The box plot provides a concise summary of the data distribution, highlighting the spread, center, and potential skewness.
library(scales) # For label_comma()
Warning: package 'scales' was built under R version 4.3.2
ggplot(census_data, aes(y = Residents)) +
geom_boxplot(fill = "lightgreen", color = "black") +
labs(title = "Residents Distribution", y = "Number of Residents") +
theme_minimal() +
scale_y_continuous(
limits = c(0, 500000),
labels = label_comma() # Properly placed within scale_y_continuous()
)
Warning: Removed 9 rows containing non-finite outside the scale range
(`stat_boxplot()`).
# Setting axis limits for better readability and applying comma-separated format to large numbers.
This looks kind of sad with just one variable, but it’s the best way, usually, to plot distributions for numerical variables.
Notice the outliers. Outliers are data points that deviate significantly from the overall pattern of a dataset. They can arise due to measurement errors, variability in the data, or the presence of extreme values. Outliers can heavily influence statistical analyses, such as means or regression models, potentially leading to misleading conclusions. Identifying and addressing outliers is crucial to ensure robust and accurate results.
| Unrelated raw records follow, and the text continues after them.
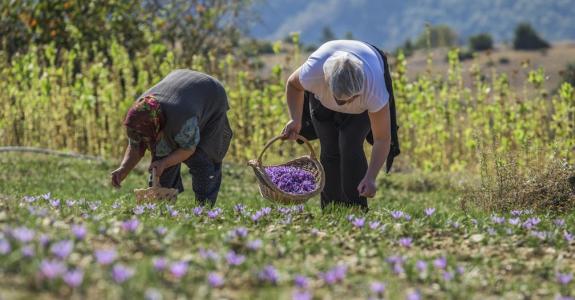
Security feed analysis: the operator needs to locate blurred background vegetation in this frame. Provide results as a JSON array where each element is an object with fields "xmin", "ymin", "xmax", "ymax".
[{"xmin": 0, "ymin": 0, "xmax": 575, "ymax": 175}]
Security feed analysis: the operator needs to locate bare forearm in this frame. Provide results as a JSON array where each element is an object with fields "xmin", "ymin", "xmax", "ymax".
[
  {"xmin": 286, "ymin": 83, "xmax": 304, "ymax": 122},
  {"xmin": 120, "ymin": 146, "xmax": 143, "ymax": 171},
  {"xmin": 365, "ymin": 140, "xmax": 390, "ymax": 180},
  {"xmin": 286, "ymin": 69, "xmax": 304, "ymax": 123}
]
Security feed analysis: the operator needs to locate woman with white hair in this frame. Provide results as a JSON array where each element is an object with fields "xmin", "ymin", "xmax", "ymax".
[{"xmin": 282, "ymin": 40, "xmax": 399, "ymax": 209}]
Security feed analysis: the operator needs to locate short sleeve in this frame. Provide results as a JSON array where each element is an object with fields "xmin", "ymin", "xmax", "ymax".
[{"xmin": 174, "ymin": 117, "xmax": 200, "ymax": 149}]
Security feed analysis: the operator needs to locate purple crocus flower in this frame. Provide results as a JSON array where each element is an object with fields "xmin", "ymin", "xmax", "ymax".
[
  {"xmin": 144, "ymin": 288, "xmax": 164, "ymax": 300},
  {"xmin": 433, "ymin": 256, "xmax": 447, "ymax": 270},
  {"xmin": 112, "ymin": 264, "xmax": 135, "ymax": 283},
  {"xmin": 0, "ymin": 238, "xmax": 12, "ymax": 255},
  {"xmin": 251, "ymin": 210, "xmax": 263, "ymax": 223},
  {"xmin": 122, "ymin": 218, "xmax": 140, "ymax": 232},
  {"xmin": 511, "ymin": 210, "xmax": 522, "ymax": 217},
  {"xmin": 132, "ymin": 205, "xmax": 145, "ymax": 216},
  {"xmin": 208, "ymin": 207, "xmax": 222, "ymax": 219},
  {"xmin": 258, "ymin": 265, "xmax": 279, "ymax": 284},
  {"xmin": 170, "ymin": 261, "xmax": 188, "ymax": 278},
  {"xmin": 50, "ymin": 199, "xmax": 60, "ymax": 207},
  {"xmin": 265, "ymin": 166, "xmax": 316, "ymax": 194},
  {"xmin": 563, "ymin": 231, "xmax": 575, "ymax": 243},
  {"xmin": 369, "ymin": 281, "xmax": 385, "ymax": 295},
  {"xmin": 491, "ymin": 215, "xmax": 505, "ymax": 224},
  {"xmin": 369, "ymin": 221, "xmax": 381, "ymax": 230},
  {"xmin": 70, "ymin": 224, "xmax": 87, "ymax": 240},
  {"xmin": 234, "ymin": 227, "xmax": 248, "ymax": 238},
  {"xmin": 40, "ymin": 260, "xmax": 66, "ymax": 279},
  {"xmin": 21, "ymin": 245, "xmax": 34, "ymax": 257},
  {"xmin": 154, "ymin": 226, "xmax": 168, "ymax": 235},
  {"xmin": 405, "ymin": 291, "xmax": 421, "ymax": 300},
  {"xmin": 198, "ymin": 248, "xmax": 220, "ymax": 261},
  {"xmin": 455, "ymin": 265, "xmax": 465, "ymax": 275},
  {"xmin": 208, "ymin": 272, "xmax": 224, "ymax": 288},
  {"xmin": 293, "ymin": 275, "xmax": 309, "ymax": 289},
  {"xmin": 398, "ymin": 237, "xmax": 413, "ymax": 248},
  {"xmin": 11, "ymin": 226, "xmax": 36, "ymax": 243},
  {"xmin": 391, "ymin": 210, "xmax": 403, "ymax": 220},
  {"xmin": 351, "ymin": 218, "xmax": 365, "ymax": 228},
  {"xmin": 292, "ymin": 290, "xmax": 312, "ymax": 300},
  {"xmin": 415, "ymin": 260, "xmax": 427, "ymax": 273},
  {"xmin": 555, "ymin": 273, "xmax": 573, "ymax": 285},
  {"xmin": 226, "ymin": 251, "xmax": 246, "ymax": 266},
  {"xmin": 246, "ymin": 239, "xmax": 263, "ymax": 251},
  {"xmin": 94, "ymin": 249, "xmax": 118, "ymax": 265},
  {"xmin": 152, "ymin": 257, "xmax": 168, "ymax": 271},
  {"xmin": 193, "ymin": 206, "xmax": 204, "ymax": 216},
  {"xmin": 234, "ymin": 204, "xmax": 246, "ymax": 214},
  {"xmin": 62, "ymin": 269, "xmax": 84, "ymax": 288},
  {"xmin": 553, "ymin": 219, "xmax": 565, "ymax": 227},
  {"xmin": 50, "ymin": 240, "xmax": 74, "ymax": 259},
  {"xmin": 393, "ymin": 264, "xmax": 405, "ymax": 275},
  {"xmin": 38, "ymin": 233, "xmax": 50, "ymax": 247}
]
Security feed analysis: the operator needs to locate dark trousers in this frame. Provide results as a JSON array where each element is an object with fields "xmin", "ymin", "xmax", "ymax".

Boxplots allow spotting them, along with interquartile range (IQR) analysis.
Bar Chart
ggplot(frs_data, aes(x = highest_qual)) +
geom_bar(fill = "skyblue", color = "black") +
labs(title = "Distribution of 1 Categorical Variable", x = "Highest Educational Qualification", y = "Count") +
theme_minimal()
Horizontal Bar Chart
ggplot(frs_data, aes(x = highest_qual)) +
geom_bar(fill = "lightgreen", color = "black") +
labs(title = "Horizontal Bar Chart", x = "Highest Educational Qualification", y = "Count", ) +
coord_flip() + #just flipping
theme_minimal()
1 numerical, 1 categorical: Boxplot
ggplot(frs_data, aes(x = highest_qual, y = hh_size, fill = highest_qual)) +
geom_boxplot() +
labs(
title = "Household Size by Highest Educational Qualification",
x = "Highest Educational Qualification",
y = "Household Size"
+
) theme_minimal() +
theme(legend.position = "none") # don't need this
1 numerical, 1 categorical: Density Ridges
library(ggridges) # need a library for this
Warning: package 'ggridges' was built under R version 4.3.3
ggplot(frs_data, aes(x = hh_size, y = highest_qual, fill = highest_qual)) +
geom_density_ridges(alpha = 0.7) +
labs(
title = "Household Size Distribution by Highest Qualification",
x = "Household Size",
y = "Highest Qualification"
+
) theme_minimal()
Picking joint bandwidth of 0.18
2 Categorical Variables: Stacked Bar Chart
Note the adjustments made for making the labels look better
ggplot(frs_data, aes(x = highest_qual, fill = health)) +
geom_bar(position = "stack") +
labs(
title = "Health Status by Highest Qualification",
x = "Highest Qualification",
y = "Count of Individuals",
fill = "Health Status"
+
) theme_minimal() +
theme(
axis.text.x = element_text(angle = 45, hjust = 1), # Rotate X-axis labels for readability
legend.title = element_text(size = 12), # Adjust legend title size
legend.text = element_text(size = 10) # Adjust legend text size
)
Side-by-Side Bar Chart (Two-Way Frequency Distribution)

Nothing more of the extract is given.